Scandale Dieselgate : Fiat Chrysler visé pour moteurs truqués

Scandale Dieselgate : Fiat Chrysler visé pour moteurs truqués

Le scandale des moteurs truqués continue de faire parler de lui

Le spectre des moteurs dopés ou truqués ne semble pas prêt à disparaître. Quatre ans après le début du Dieselgate, la justice française s’attaque à nouveau à un constructeur historique, Fiat Chrysler, aujourd’hui intégré dans le groupe Stellantis. Les juges cherchent à faire toute la lumière sur des pratiques potentiellement dangereuses pour la santé publique.
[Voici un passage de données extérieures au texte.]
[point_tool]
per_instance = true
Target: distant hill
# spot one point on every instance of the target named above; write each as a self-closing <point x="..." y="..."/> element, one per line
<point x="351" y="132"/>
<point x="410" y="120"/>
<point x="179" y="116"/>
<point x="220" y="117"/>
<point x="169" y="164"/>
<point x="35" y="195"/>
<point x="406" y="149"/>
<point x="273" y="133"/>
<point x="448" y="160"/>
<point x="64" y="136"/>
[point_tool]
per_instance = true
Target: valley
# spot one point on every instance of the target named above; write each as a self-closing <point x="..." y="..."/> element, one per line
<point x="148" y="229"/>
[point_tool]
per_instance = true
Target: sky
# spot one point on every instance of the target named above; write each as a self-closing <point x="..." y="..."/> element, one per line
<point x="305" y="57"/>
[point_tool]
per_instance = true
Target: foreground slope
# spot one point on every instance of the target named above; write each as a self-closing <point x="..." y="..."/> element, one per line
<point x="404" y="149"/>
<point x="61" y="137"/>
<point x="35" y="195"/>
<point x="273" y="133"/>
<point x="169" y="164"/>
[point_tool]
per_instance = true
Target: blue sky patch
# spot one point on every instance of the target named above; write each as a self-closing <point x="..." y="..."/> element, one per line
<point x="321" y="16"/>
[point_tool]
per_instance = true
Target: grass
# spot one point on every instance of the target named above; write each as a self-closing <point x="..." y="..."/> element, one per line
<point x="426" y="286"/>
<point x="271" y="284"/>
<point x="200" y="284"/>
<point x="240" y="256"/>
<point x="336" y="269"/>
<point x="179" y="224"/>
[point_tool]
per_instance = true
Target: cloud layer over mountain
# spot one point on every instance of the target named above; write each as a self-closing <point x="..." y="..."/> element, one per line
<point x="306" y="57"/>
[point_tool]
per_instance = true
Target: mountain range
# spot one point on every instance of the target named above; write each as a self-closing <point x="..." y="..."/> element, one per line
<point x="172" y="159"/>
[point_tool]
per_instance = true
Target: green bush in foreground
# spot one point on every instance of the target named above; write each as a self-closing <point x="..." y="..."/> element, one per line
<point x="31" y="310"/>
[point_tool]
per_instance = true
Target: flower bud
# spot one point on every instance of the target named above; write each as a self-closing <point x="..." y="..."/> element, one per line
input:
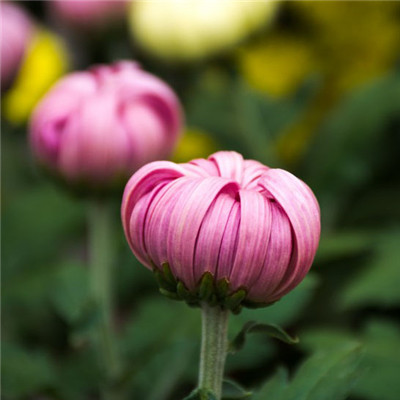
<point x="95" y="128"/>
<point x="247" y="231"/>
<point x="88" y="13"/>
<point x="16" y="31"/>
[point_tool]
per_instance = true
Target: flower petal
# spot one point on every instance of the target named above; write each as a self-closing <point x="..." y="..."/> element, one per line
<point x="254" y="232"/>
<point x="301" y="207"/>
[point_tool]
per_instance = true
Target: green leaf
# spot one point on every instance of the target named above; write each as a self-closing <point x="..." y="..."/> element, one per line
<point x="274" y="388"/>
<point x="70" y="294"/>
<point x="231" y="390"/>
<point x="25" y="373"/>
<point x="349" y="143"/>
<point x="379" y="282"/>
<point x="326" y="375"/>
<point x="381" y="357"/>
<point x="256" y="327"/>
<point x="342" y="244"/>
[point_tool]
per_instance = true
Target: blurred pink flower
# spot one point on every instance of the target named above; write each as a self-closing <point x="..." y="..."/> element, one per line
<point x="256" y="226"/>
<point x="88" y="13"/>
<point x="99" y="126"/>
<point x="16" y="32"/>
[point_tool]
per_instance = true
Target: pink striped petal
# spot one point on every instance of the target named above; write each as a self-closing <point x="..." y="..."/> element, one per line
<point x="229" y="164"/>
<point x="277" y="257"/>
<point x="302" y="209"/>
<point x="254" y="232"/>
<point x="186" y="220"/>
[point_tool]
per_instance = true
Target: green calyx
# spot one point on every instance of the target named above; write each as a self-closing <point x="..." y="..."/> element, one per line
<point x="208" y="290"/>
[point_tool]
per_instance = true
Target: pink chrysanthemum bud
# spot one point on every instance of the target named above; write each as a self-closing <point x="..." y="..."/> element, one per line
<point x="224" y="230"/>
<point x="95" y="128"/>
<point x="88" y="13"/>
<point x="16" y="32"/>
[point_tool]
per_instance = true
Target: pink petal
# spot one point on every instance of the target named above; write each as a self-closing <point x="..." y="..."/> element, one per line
<point x="301" y="207"/>
<point x="254" y="233"/>
<point x="186" y="219"/>
<point x="229" y="164"/>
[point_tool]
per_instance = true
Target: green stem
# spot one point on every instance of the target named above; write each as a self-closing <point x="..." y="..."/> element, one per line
<point x="101" y="257"/>
<point x="214" y="343"/>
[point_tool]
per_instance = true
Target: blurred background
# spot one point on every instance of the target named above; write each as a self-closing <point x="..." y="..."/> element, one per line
<point x="309" y="86"/>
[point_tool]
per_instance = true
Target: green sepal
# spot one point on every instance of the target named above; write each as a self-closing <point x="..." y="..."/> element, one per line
<point x="233" y="301"/>
<point x="185" y="294"/>
<point x="231" y="390"/>
<point x="206" y="286"/>
<point x="170" y="295"/>
<point x="257" y="327"/>
<point x="255" y="304"/>
<point x="168" y="276"/>
<point x="164" y="283"/>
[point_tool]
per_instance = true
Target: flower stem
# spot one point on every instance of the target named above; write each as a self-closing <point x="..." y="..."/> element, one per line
<point x="214" y="343"/>
<point x="101" y="257"/>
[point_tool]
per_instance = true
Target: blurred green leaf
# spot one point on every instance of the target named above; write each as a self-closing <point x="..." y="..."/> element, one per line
<point x="200" y="394"/>
<point x="78" y="375"/>
<point x="70" y="291"/>
<point x="274" y="388"/>
<point x="379" y="281"/>
<point x="256" y="327"/>
<point x="285" y="311"/>
<point x="349" y="143"/>
<point x="380" y="362"/>
<point x="41" y="221"/>
<point x="243" y="119"/>
<point x="326" y="375"/>
<point x="25" y="372"/>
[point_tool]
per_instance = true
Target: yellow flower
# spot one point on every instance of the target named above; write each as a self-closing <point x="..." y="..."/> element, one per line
<point x="194" y="144"/>
<point x="192" y="29"/>
<point x="277" y="64"/>
<point x="46" y="60"/>
<point x="355" y="41"/>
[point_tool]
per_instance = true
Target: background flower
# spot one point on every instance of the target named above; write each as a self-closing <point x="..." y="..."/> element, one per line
<point x="16" y="31"/>
<point x="97" y="127"/>
<point x="185" y="30"/>
<point x="88" y="14"/>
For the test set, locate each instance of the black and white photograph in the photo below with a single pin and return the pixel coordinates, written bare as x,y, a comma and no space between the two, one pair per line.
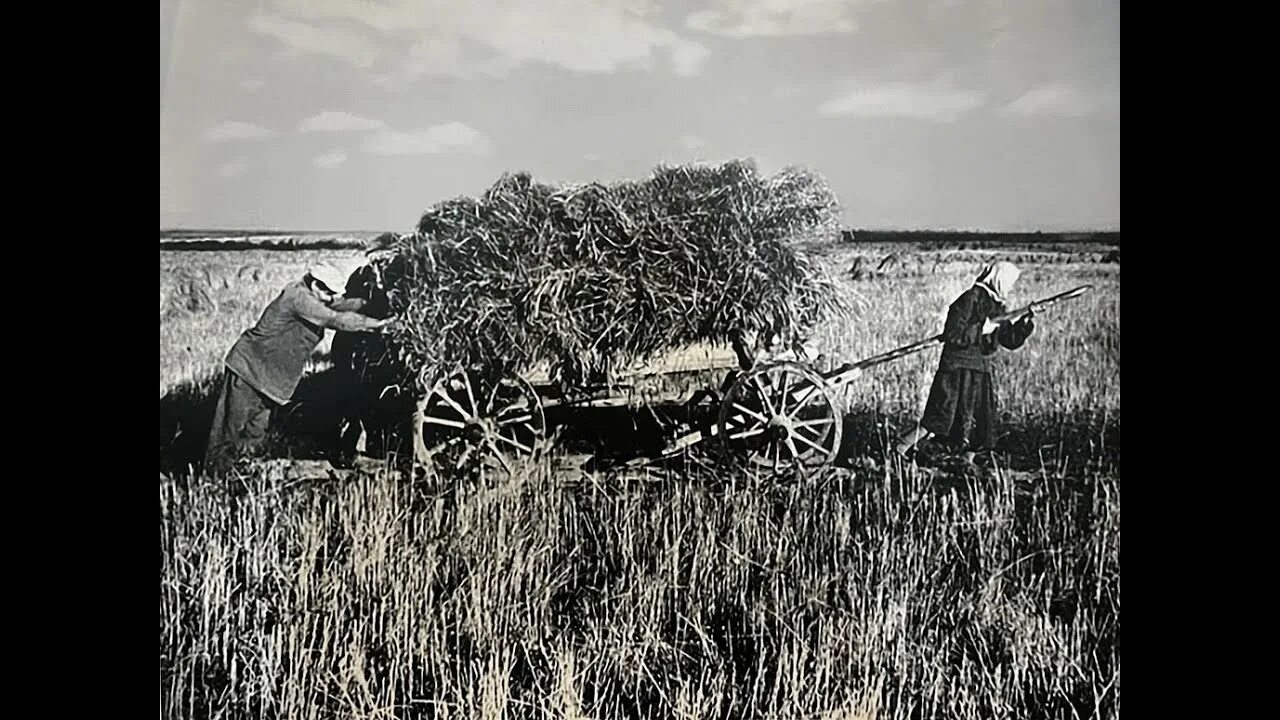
639,359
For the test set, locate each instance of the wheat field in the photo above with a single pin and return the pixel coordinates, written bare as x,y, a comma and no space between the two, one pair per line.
871,589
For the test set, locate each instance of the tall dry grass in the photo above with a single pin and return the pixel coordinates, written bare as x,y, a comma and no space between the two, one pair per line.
672,598
886,592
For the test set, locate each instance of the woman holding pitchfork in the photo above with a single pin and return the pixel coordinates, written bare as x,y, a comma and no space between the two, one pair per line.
961,405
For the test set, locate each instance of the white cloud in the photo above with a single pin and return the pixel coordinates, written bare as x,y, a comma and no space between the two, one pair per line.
236,130
330,121
453,39
693,142
447,137
330,159
1059,100
903,100
304,37
233,168
776,18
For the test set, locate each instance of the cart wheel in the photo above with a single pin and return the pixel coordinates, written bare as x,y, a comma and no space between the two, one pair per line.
469,420
781,415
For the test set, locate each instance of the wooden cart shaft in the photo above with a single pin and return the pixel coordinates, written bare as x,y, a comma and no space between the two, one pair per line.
848,373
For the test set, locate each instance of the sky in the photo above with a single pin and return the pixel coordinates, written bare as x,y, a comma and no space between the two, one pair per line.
361,114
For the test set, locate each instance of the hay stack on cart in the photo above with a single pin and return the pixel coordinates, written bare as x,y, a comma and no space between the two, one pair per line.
586,279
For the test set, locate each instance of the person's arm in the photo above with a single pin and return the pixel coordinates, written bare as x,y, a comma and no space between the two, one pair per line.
348,304
960,329
1011,336
316,313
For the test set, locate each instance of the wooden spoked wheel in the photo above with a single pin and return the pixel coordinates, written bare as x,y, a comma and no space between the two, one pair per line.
467,420
780,417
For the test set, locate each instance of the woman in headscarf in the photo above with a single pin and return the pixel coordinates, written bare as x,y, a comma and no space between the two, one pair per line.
961,405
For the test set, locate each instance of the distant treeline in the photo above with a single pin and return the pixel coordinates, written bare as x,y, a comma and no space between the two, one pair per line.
243,240
982,238
248,244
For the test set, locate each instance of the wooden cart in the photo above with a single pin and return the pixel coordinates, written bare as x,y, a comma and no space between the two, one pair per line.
777,415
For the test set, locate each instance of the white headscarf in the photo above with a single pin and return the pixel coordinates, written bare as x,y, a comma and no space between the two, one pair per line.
999,278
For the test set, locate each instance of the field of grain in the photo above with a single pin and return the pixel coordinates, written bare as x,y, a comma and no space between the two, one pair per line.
871,589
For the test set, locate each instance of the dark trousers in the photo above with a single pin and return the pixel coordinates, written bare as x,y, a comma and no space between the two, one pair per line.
240,423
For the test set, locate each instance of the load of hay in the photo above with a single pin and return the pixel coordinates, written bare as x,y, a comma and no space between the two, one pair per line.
588,277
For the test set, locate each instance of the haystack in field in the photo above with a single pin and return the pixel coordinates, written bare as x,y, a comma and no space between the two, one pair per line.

Les véhicules concernés et les accusations

La justice parisienne a décidé de poursuivre Fiat Chrysler pour « tromperie aggravée ». Le tribunal a ordonné le renvoi en correctionnelle de la marque, qui devra répondre de ses actes. Les véhicules visés sont principalement ceux vendus entre 2014 et 2017, sous les marques Fiat, Alfa Romeo et Jeep. Tous utilisaient les moteurs diesel Multijet II, déjà impliqués dans d’autres affaires de manipulation des émissions.

Les autorités accusent la marque d’avoir modifié le logiciel de ses moteurs pour fausser les résultats des tests antipollution. Selon l’accusation, ces véhicules étaient équipés d’un logiciel capable de détecter quand ils étaient testés en laboratoire. Pendant ces tests, le système activait tous les dispositifs de dépollution, mais une fois en conditions réelles, ces dispositifs se désactivaient, laissant échapper des niveaux de NOx bien supérieurs aux normes.

Face à ces accusations, la direction de Fiat Chrysler reste silencieuse. La fraude pourrait coûter cher à l’entreprise, avec une amende pouvant atteindre 750 000 euros, ou jusqu’à 10 % du chiffre d’affaires annuel, en fonction des bénéfices réalisés grâce à cette pratique. De plus, le tribunal pourrait décider d’interdire temporairement la commercialisation de certains modèles.

Une procédure judiciaire au rythme lent

Fiat Chrysler devient ainsi le troisième constructeur à devoir s’expliquer en France pour cette affaire. Volkswagen et Renault ont déjà été convoqués, tandis que le sort de PSA Peugeot Citroën reste en suspens. Les associations de consommateurs considèrent cette étape comme une reconnaissance de la tromperie généralisée dans l’industrie automobile.

Cependant, le calendrier judiciaire apparaît lent. Le procès de Fiat Chrysler est prévu entre le 2 et le 30 novembre 2028, avec une audience préparatoire en novembre 2027. D’ici là, le marché automobile devrait avoir considérablement évolué, laissant planer une certaine incertitude sur l’issue de cette affaire.